# 5 Gallon- Male Betta & Poso Orange Rabbit Snail?



## loveandbettaGibbs (Jun 10, 2012)

I recently moved my Gibbs into a five gallon. I stumbled upon this rabbit snails on aquabid and fell in love. Long story short, I bought one and cannot wait for their arrival. I couldn't find out much information on them with bettas. If all else fails, the snail can go in my platy tank and have an algae heaven. I really would like to try and see if he could make it alright in with Gibbs though.

Anyone have experience with rabbit snails and bettas?


----------



## Finch (Apr 15, 2012)

I have a rabbit snail in my 5 gal. Should be fine. Wait for Olympia…she knows about snails.

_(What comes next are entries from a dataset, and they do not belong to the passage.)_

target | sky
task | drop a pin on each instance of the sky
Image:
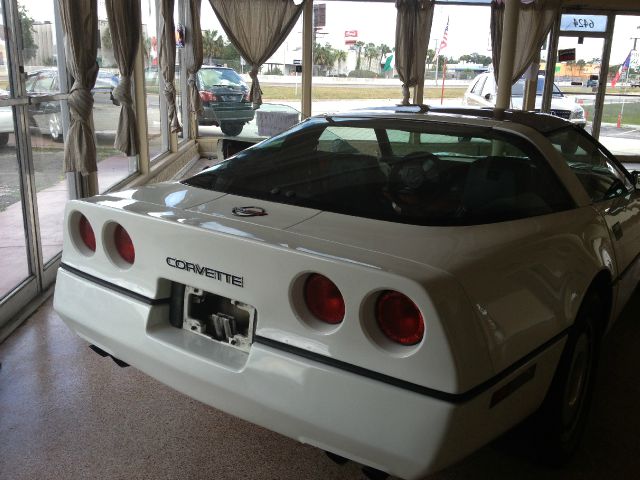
(375, 22)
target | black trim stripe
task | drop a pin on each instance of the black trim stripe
(396, 382)
(332, 362)
(112, 286)
(626, 270)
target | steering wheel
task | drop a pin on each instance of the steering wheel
(615, 189)
(408, 179)
(413, 171)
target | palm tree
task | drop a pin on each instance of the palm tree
(383, 49)
(370, 52)
(359, 44)
(212, 44)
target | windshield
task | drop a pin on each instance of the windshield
(212, 77)
(395, 170)
(518, 88)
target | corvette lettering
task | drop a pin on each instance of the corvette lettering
(206, 271)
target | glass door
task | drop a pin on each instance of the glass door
(33, 187)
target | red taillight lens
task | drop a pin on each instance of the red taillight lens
(86, 233)
(399, 318)
(124, 245)
(207, 96)
(323, 299)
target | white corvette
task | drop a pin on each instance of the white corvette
(394, 287)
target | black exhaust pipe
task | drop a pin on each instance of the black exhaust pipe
(103, 354)
(374, 474)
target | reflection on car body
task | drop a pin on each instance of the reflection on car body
(224, 96)
(44, 116)
(421, 281)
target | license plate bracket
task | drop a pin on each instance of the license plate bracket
(219, 318)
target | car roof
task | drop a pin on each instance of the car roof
(541, 122)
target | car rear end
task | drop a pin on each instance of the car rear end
(336, 347)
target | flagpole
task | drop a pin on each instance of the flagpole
(444, 74)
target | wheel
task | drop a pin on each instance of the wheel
(561, 420)
(231, 129)
(55, 128)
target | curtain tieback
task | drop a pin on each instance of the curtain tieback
(122, 93)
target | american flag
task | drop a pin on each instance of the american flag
(443, 43)
(621, 71)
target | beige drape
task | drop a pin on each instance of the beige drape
(413, 26)
(257, 28)
(167, 60)
(534, 22)
(80, 28)
(193, 53)
(125, 27)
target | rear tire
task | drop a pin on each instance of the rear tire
(560, 422)
(55, 127)
(231, 129)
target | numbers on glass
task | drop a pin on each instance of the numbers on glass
(583, 23)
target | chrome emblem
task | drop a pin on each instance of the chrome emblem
(249, 211)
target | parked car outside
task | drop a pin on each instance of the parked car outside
(225, 99)
(224, 96)
(6, 124)
(482, 92)
(45, 117)
(397, 287)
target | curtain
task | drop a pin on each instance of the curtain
(413, 26)
(167, 60)
(80, 28)
(125, 26)
(534, 22)
(193, 53)
(256, 28)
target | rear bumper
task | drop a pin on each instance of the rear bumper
(396, 430)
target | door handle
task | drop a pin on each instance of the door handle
(617, 230)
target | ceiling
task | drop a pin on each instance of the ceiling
(608, 5)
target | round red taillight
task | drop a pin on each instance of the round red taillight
(86, 233)
(399, 318)
(124, 245)
(323, 299)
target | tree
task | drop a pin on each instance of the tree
(383, 50)
(212, 45)
(107, 41)
(29, 46)
(358, 45)
(341, 57)
(324, 56)
(581, 64)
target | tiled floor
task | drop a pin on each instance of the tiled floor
(66, 413)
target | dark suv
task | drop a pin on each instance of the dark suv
(225, 99)
(224, 95)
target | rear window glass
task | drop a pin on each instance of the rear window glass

BTW my Betta is also Leroy Jethro Gibbs! I love NCIS.


----------



## djembekah (Feb 13, 2012)

I had a rabbit snail in my 3 gallon with my male, they poop a lot, but they got along very well! now she's in the 29 gallon with two baby snails, and her first baby is still in the 3 gallon. the five gallon with a rabbit snail should work fine, just keep up on the cleaning.
as for algae, my rabbit snails don't seem to do much for mine. their big shells are kind of awkward, and they don't climb the sides a lot. when they do climb, they are able to move pretty well, they just don't do it a lot, and my algae really isn't taken care of (it might be the wrong kind for them but eh). i'd supplement with algae wafers, other sinking wafers, and fresh veggies. My Darroh looooves some cucumber 

another thing about rabbit snails is that they reproduce sexually. if you have just one you dont have _much_ to worry about. BUT you might wind up with a female, and they can store sperm for quite some times. I bought one rabbit snail, she had a baby a couple weeks later. then i moved her, and a new rabbit snail into the 29, the new one had a baby too. that new girl died, but just recently Darroh had another baby. They have just 1-3 babies at a time, which is nice (mine both had just 1 at a time). So just in case you randomly have tiny babies, that's where they came from!

i'm in love with rabbit snails. you'll love yours too!


----------